What is the treatment for severe anaemia?
Q: My mother is suffering from severe anaemia. The biopsy report says micromegakarocytes cluster seen. Supporting report shows raticulin stain grade 3. Doctor started the following treatment - Danogen 100 mg (1-0-1); Hosit (1-0-1); Folic acid 5 mg (1 a day). This problem started a year back. Presently we are giving blood transfusion (2 packed cells) every month to keep her haemoglobin level around 9.0. Her erythropoietin level is 1264 mu/ml. What treatment should we follow? Is there any treatment available in allopathy, homeopathy or ayurveda? She has hypertension for which she takes Amlodipine 5 mg (1 a day). She also has an orthopaedic problem, for which she underwent a neurosurgery operation in 1997. She feels giddy and has a headache along with nausea, sleepiness, weakness & nervousness. Will yoga be helpful in treating the above mentioned illness?

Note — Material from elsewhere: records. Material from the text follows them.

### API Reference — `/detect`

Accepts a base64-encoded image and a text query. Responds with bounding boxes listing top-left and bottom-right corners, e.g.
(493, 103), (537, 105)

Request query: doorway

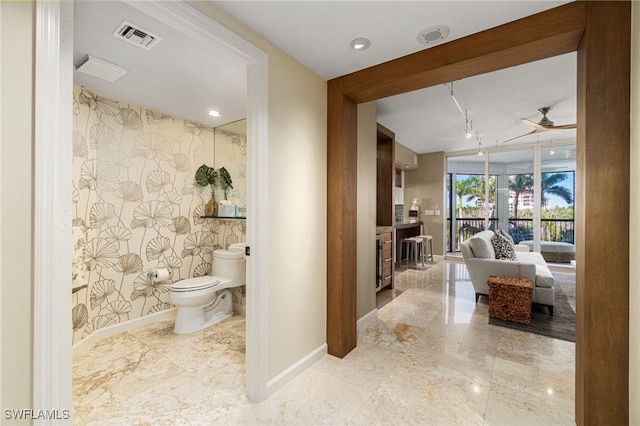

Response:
(33, 2), (269, 407)
(327, 2), (631, 424)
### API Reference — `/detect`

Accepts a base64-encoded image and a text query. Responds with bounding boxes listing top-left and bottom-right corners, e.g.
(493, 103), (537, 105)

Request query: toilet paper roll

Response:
(151, 268), (171, 281)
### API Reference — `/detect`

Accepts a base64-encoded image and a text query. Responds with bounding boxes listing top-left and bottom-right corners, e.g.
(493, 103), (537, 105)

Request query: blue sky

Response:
(457, 172), (575, 208)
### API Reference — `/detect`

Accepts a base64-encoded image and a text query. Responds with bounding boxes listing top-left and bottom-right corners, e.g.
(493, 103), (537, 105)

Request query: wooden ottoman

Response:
(487, 275), (533, 324)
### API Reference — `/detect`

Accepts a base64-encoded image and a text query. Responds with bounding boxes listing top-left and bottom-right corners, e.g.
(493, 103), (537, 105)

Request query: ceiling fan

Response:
(503, 107), (576, 143)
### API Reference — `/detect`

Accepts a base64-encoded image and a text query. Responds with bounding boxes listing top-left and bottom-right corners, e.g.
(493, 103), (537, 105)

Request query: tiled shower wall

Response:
(72, 86), (247, 343)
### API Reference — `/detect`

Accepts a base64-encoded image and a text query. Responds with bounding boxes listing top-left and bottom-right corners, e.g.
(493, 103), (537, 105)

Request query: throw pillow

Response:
(491, 229), (516, 260)
(496, 228), (513, 244)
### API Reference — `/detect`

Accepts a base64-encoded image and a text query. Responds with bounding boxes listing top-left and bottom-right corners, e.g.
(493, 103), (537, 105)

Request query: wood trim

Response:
(576, 1), (631, 425)
(327, 1), (631, 424)
(327, 80), (358, 358)
(339, 2), (585, 103)
(376, 123), (396, 226)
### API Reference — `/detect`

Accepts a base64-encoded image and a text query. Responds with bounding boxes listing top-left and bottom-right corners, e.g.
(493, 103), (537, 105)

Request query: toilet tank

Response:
(212, 250), (247, 286)
(229, 243), (247, 257)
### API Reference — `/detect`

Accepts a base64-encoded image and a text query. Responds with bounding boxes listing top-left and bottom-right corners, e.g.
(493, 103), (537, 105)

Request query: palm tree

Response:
(509, 175), (533, 219)
(456, 178), (474, 217)
(540, 173), (573, 207)
(467, 175), (496, 216)
(509, 173), (573, 215)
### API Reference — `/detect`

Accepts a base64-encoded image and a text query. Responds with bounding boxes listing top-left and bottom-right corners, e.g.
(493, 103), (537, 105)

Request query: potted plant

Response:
(218, 167), (233, 200)
(195, 164), (218, 216)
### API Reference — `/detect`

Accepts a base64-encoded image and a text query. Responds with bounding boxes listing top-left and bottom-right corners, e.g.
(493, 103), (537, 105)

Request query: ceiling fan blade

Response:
(549, 124), (578, 130)
(502, 128), (538, 143)
(522, 118), (549, 131)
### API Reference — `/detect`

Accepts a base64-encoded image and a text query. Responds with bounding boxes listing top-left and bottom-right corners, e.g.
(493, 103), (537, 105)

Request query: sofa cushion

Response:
(469, 231), (496, 259)
(491, 229), (516, 260)
(516, 251), (554, 288)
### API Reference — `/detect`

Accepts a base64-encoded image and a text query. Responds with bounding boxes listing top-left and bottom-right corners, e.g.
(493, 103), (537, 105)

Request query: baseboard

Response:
(233, 303), (247, 317)
(71, 308), (176, 356)
(356, 308), (378, 331)
(267, 343), (327, 397)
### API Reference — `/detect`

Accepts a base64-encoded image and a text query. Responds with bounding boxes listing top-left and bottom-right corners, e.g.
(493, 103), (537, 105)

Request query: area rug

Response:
(489, 274), (576, 342)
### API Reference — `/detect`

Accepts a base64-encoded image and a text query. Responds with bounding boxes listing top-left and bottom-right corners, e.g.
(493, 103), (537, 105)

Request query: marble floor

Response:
(73, 261), (575, 425)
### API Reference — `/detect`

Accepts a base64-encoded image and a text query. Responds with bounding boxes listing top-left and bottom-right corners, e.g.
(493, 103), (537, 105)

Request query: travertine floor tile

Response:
(72, 261), (575, 425)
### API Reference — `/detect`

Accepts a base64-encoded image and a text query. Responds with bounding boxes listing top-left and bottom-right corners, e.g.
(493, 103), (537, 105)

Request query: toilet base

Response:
(173, 289), (233, 334)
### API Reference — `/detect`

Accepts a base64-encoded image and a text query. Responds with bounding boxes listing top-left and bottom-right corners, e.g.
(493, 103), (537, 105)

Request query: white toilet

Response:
(169, 243), (246, 334)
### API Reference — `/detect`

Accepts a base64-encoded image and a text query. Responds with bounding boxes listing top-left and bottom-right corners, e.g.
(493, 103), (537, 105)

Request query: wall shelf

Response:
(200, 216), (247, 220)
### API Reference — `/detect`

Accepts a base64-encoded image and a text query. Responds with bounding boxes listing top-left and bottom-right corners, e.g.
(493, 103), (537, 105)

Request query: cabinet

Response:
(376, 232), (394, 291)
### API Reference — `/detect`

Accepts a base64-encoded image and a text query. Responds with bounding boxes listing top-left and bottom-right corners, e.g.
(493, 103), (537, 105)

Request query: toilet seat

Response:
(170, 275), (220, 292)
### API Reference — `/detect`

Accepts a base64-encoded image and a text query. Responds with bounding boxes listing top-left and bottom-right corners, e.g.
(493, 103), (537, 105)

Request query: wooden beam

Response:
(340, 2), (585, 103)
(327, 1), (631, 424)
(576, 1), (631, 425)
(327, 80), (358, 358)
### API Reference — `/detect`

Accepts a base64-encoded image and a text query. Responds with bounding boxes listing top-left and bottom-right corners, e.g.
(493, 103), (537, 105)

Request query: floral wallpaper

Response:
(72, 86), (247, 343)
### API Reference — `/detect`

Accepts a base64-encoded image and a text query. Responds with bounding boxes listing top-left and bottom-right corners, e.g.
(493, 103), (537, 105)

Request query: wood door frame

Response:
(327, 1), (631, 424)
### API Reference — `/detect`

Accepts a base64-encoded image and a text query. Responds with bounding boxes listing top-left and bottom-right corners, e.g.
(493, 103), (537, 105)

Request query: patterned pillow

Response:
(491, 229), (516, 260)
(496, 228), (513, 244)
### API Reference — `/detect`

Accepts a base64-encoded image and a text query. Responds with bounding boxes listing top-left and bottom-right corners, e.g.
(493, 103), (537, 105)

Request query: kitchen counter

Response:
(376, 226), (393, 235)
(394, 220), (422, 229)
(394, 220), (422, 266)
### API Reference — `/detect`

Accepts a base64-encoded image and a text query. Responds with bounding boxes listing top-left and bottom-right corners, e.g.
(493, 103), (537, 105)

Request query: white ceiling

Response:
(74, 0), (576, 153)
(73, 0), (247, 127)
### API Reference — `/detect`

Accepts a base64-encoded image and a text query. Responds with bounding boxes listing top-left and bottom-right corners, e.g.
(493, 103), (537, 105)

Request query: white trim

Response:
(0, 0), (4, 401)
(267, 343), (327, 395)
(356, 308), (378, 332)
(33, 1), (73, 424)
(33, 0), (269, 410)
(127, 1), (269, 402)
(72, 308), (176, 357)
(245, 55), (269, 402)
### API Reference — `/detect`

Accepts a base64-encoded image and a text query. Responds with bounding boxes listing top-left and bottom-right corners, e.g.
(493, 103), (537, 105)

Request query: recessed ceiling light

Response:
(416, 25), (449, 46)
(350, 38), (371, 52)
(76, 55), (127, 83)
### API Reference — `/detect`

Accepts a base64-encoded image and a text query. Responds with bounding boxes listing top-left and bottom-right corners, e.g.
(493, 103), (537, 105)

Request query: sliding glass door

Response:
(447, 144), (576, 252)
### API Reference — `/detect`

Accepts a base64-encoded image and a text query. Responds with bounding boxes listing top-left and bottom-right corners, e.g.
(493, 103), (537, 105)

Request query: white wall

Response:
(629, 1), (640, 425)
(0, 2), (34, 412)
(184, 2), (327, 379)
(357, 101), (377, 319)
(404, 152), (447, 255)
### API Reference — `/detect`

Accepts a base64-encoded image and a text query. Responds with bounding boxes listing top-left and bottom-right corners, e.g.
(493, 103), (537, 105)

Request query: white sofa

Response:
(460, 231), (555, 315)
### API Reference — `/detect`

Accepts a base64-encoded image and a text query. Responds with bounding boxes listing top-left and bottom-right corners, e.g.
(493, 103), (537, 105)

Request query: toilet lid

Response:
(171, 275), (220, 291)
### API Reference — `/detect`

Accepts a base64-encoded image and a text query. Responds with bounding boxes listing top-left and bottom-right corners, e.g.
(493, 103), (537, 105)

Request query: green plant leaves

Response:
(195, 164), (218, 186)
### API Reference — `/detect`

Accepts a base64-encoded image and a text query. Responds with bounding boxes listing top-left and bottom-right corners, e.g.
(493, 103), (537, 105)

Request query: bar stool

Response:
(400, 237), (424, 268)
(415, 234), (433, 265)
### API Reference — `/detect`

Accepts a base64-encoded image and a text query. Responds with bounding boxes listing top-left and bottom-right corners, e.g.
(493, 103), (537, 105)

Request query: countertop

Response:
(394, 220), (422, 229)
(376, 226), (393, 235)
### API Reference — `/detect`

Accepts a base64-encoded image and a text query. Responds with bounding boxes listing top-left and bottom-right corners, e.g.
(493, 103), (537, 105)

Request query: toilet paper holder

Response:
(147, 268), (173, 281)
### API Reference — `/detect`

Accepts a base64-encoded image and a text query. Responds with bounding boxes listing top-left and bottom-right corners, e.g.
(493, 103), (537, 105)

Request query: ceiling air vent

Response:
(113, 21), (162, 49)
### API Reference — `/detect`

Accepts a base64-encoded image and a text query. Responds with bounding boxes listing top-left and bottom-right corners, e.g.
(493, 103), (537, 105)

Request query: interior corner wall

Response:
(0, 2), (34, 412)
(404, 152), (447, 255)
(184, 1), (327, 380)
(357, 101), (377, 319)
(629, 2), (640, 425)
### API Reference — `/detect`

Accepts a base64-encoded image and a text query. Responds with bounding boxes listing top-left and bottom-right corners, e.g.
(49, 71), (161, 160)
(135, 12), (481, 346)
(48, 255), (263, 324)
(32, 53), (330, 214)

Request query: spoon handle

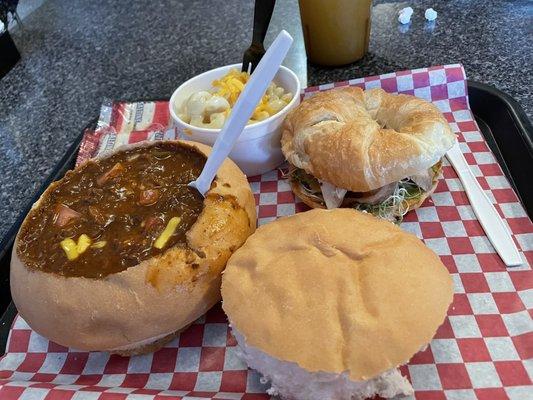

A:From your description it appears that your mother is suffering from myelofibrosis. Agnogenic myeloid metaplasia is a hematological disorder (one of a group of myeloproliferative disorders) characterized by anaemia, bone marrow fibrosis, extramedullary hematopoiesis (formation of blood cells in other tissues) and enlargement of liver and spleen. Most patients have anaemia and may suffer from easy fatigability, weakness, breathlessness and palpitations. The anaemia is multifactorial and is caused by ineffective erythropoiesis, erythroid hypoplasia, and hypersplenism. Enlarged spleen (splenomegaly) may lead to a feeling of early satiety and pain in the left upper abdomen. If there is a hypermetabolic state then one can suffer from weight loss, night sweats, and low-grade fever. Some patients develop bleeding due to a combination of platelet dysfunction and coagulation abnormalities. Treatment is mainly supportive and none have been shown to consistently prolong survival. Asymptomatic patients are kept under observation. Severe anaemia and thrombocytopenia require appropriate transfusion. Folic acid supplementation is often helpful but the anaemia is usually unresponsive to erythropoietin. Please consult a clinical hematologist for management as she would require cytogenetic studies and a regular follow-up. Treatment options may include use of cytoreductive therapy, radiotherapy, androgens/steroids, or even a stem cell transplant. The possibility of a myelodysplastic syndrome too needs to be excluded. We are not competent to comment on the use of alternative forms of medicine.